While "chatterbots" have been around since 1966, it has not been until the last few years that true virtual assistants have made real commercial traction. The primary determinant in whether a given virtual assistant is successful is fidelity - the degree to which it replicates a human. This is such a key tenet of what we do here at Next IT that we describe this undertaking as "human emulation".
So what is it specifically that separates the good from the bad, to the downright ugly? The key components are domain understanding and conformance to traditional human to human interaction principles.
Domain understanding is a relatively straightforward concept that is defined by the ability of the virtual assistant to address the majority of needs or questions users would have within a given domain. While domains that cover a limited number of discrete points of knowledge (in the hundreds) have become commonplace and relatively trivial to solve, domains which introduce substantial complexity with the ability to address thousands of different user needs require a whole other class of solution. It does not take a lot of complexity to cause the common VA to become confused and begin returning inaccurate or misleading responses.
Often technical crutches are used to address the issue of complexity, but these do little to reinforce the conversational resonance of a human to human exchange. Nothing screams "dumb machine" more than an auto completion field that continually blurts out how I should complete my inquiry. Another common methodology is segmenting the domain, whereby a user must first select from a list of topics, before interacting with the VA.
If we are to create great VAs we must conform to the principles of human to human conversation as illustrated in the cooperative principle. This describes how effective communication is achieved between humans by providing truthful, relevant information without overwhelming detail - while answering questions in a clear and adequate fashion.
This can be a challenge to VAs due to a general lack of awareness as to when they don't know, leaving them prone to breaking many of these social norms, and any sense of human "connection".

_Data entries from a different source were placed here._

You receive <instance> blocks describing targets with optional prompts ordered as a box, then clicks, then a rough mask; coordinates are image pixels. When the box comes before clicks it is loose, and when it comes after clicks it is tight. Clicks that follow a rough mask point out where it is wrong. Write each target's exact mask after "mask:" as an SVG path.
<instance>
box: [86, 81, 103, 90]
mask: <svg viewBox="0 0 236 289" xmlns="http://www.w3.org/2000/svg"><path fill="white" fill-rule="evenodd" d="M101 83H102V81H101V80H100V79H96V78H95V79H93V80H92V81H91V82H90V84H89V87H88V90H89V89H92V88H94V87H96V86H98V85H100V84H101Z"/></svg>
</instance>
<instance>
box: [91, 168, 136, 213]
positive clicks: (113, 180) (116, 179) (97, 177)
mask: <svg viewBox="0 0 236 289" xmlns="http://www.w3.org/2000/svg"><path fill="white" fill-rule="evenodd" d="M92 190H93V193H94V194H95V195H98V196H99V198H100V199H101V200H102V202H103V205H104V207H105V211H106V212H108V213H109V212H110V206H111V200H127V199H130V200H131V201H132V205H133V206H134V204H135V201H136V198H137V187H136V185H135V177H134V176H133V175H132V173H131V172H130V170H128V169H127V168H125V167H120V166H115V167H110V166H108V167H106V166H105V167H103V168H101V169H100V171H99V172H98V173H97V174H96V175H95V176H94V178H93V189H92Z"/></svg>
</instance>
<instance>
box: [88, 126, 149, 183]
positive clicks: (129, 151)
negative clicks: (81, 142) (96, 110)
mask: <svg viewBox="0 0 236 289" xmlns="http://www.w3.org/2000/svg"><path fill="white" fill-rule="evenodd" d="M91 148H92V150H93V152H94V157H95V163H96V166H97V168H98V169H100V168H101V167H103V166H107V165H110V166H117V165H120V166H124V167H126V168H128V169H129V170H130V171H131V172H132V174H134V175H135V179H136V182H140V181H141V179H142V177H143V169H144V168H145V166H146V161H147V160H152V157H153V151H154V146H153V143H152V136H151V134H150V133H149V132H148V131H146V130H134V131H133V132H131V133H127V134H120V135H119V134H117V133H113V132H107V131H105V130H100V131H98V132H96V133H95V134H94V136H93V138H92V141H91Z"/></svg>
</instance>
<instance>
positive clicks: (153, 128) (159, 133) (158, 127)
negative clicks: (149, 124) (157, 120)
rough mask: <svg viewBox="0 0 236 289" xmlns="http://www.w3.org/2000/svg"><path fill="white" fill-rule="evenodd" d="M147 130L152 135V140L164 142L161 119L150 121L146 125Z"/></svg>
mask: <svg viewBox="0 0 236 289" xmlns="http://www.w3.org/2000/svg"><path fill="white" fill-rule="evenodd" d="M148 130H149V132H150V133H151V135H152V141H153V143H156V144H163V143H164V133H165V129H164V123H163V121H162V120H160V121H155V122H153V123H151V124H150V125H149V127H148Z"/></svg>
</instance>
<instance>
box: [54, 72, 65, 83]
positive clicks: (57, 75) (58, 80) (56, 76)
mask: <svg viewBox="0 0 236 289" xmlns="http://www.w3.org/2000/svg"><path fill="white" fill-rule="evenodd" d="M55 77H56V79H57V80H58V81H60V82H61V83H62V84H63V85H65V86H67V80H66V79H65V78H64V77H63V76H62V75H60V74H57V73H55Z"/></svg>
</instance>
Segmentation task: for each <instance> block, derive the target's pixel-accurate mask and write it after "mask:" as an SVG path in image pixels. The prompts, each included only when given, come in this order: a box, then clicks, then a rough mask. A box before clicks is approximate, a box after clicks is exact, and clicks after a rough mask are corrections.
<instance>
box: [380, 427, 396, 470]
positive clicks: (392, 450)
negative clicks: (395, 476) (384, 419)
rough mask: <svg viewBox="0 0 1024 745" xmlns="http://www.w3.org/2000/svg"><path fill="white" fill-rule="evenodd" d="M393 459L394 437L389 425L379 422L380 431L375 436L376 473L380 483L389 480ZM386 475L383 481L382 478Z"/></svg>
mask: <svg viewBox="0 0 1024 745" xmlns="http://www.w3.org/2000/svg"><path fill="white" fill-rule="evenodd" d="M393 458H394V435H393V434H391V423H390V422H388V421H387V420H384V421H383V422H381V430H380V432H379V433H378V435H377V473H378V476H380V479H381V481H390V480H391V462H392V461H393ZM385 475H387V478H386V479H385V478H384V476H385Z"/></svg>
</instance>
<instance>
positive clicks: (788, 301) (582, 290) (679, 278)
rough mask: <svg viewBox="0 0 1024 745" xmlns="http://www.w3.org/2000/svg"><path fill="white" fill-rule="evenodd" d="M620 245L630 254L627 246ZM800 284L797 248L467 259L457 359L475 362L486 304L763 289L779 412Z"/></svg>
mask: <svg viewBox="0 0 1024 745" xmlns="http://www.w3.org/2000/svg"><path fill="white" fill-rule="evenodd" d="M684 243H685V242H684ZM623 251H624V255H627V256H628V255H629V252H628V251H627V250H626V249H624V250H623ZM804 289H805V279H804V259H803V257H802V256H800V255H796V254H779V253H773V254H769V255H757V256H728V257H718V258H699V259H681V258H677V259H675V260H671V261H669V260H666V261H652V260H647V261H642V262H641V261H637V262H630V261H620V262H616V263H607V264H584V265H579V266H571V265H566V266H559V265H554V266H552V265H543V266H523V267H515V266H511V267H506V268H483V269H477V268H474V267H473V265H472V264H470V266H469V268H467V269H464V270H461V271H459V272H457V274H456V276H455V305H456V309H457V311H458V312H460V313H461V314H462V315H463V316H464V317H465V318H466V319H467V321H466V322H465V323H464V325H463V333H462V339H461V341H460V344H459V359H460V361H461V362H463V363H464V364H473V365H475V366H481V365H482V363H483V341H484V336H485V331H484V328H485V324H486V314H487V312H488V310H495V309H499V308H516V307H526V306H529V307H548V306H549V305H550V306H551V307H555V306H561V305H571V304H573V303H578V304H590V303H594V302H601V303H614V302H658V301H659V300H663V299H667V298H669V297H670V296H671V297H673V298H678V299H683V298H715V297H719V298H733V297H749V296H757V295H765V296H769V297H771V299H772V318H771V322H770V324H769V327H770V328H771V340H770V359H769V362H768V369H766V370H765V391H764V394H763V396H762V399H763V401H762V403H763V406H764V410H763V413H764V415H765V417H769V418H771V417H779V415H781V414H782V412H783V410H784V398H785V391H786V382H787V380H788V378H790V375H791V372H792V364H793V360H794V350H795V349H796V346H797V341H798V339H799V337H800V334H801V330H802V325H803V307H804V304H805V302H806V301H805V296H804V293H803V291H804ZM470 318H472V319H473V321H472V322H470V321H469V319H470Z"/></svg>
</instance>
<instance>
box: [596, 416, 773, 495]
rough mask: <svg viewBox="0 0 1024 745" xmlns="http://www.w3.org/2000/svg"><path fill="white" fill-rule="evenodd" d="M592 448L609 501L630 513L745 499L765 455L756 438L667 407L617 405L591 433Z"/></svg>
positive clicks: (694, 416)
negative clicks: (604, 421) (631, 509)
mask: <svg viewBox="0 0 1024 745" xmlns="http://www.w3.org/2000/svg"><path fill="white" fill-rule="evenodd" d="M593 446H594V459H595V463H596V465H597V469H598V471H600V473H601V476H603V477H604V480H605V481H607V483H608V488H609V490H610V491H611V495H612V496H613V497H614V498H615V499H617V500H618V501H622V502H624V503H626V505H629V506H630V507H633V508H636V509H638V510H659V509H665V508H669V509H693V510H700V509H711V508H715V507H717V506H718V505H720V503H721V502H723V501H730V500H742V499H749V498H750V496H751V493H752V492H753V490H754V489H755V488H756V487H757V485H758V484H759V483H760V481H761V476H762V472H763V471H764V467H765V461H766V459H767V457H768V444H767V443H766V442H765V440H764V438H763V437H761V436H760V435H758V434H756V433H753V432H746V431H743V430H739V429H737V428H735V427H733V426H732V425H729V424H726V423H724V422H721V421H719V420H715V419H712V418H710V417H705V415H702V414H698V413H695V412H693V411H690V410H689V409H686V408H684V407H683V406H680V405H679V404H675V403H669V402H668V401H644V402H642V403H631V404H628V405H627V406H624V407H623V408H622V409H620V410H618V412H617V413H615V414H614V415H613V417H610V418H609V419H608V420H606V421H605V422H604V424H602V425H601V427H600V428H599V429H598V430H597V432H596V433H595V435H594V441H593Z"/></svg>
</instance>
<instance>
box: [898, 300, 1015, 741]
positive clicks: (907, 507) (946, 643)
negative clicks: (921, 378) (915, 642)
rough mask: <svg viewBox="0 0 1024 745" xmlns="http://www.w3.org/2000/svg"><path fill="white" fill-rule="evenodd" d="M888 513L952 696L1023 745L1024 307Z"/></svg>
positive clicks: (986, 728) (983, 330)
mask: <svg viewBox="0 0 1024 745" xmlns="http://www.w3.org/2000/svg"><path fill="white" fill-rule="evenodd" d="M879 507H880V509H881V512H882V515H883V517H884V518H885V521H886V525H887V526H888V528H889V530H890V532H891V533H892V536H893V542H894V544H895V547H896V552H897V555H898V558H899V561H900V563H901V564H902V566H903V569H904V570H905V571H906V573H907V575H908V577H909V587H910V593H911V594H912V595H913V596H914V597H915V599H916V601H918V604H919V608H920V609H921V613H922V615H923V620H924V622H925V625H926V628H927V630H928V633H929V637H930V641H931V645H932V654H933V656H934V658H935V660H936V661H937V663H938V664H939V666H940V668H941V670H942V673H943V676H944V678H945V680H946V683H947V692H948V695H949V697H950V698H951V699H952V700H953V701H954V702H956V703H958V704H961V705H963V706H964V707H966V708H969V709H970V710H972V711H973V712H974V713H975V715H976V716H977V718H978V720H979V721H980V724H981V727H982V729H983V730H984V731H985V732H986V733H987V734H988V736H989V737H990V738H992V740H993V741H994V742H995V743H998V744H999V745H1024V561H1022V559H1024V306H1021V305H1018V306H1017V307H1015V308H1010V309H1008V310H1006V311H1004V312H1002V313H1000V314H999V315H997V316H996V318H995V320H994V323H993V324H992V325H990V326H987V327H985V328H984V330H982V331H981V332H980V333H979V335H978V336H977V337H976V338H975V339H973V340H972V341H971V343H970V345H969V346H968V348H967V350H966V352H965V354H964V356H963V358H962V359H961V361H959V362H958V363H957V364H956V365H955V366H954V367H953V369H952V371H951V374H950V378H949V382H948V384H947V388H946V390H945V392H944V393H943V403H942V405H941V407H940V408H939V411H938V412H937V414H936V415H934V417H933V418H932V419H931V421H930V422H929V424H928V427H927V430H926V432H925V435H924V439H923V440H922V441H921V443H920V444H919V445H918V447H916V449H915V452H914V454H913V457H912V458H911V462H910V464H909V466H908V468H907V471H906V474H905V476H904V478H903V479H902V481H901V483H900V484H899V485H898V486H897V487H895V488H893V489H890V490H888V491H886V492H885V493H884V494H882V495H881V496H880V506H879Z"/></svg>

A key differentiator of great VAs that resonate with end users is the demonstration of active listening techniques. An often used trick in VA development is to employ broad patterns that will collect a variety of inputs on a similar topic, and provide a generic response that covers the gamut of possible situations. While sometimes this makes economic sense in terms of obscure subjects that don't justify the business case, other times it is indicative of natural language understanding capabilities that cannot distinguish subject matter to a sufficient level of granularity. Unfortunately this leaves active listening as one of the most under-utilized techniques in the common virtual assistant today.
Improvements in general knowledge awareness are also helping agents cope with unfamiliar territory. For instance if I ask a virtual assistant if they like Adele, the assistant can use more generic classification mechanisms to understand the subject a user is talking about - musicians or artists - without addressing it with a specific answer. In such a scenario a travel assistant may state "I am sorry, I am not too familiar with that artist". By leveraging active-listening skills the agent can acknowledge that the question is understood, but that it has no further information to offer on that subject - without breaking the feeling of a human like connection.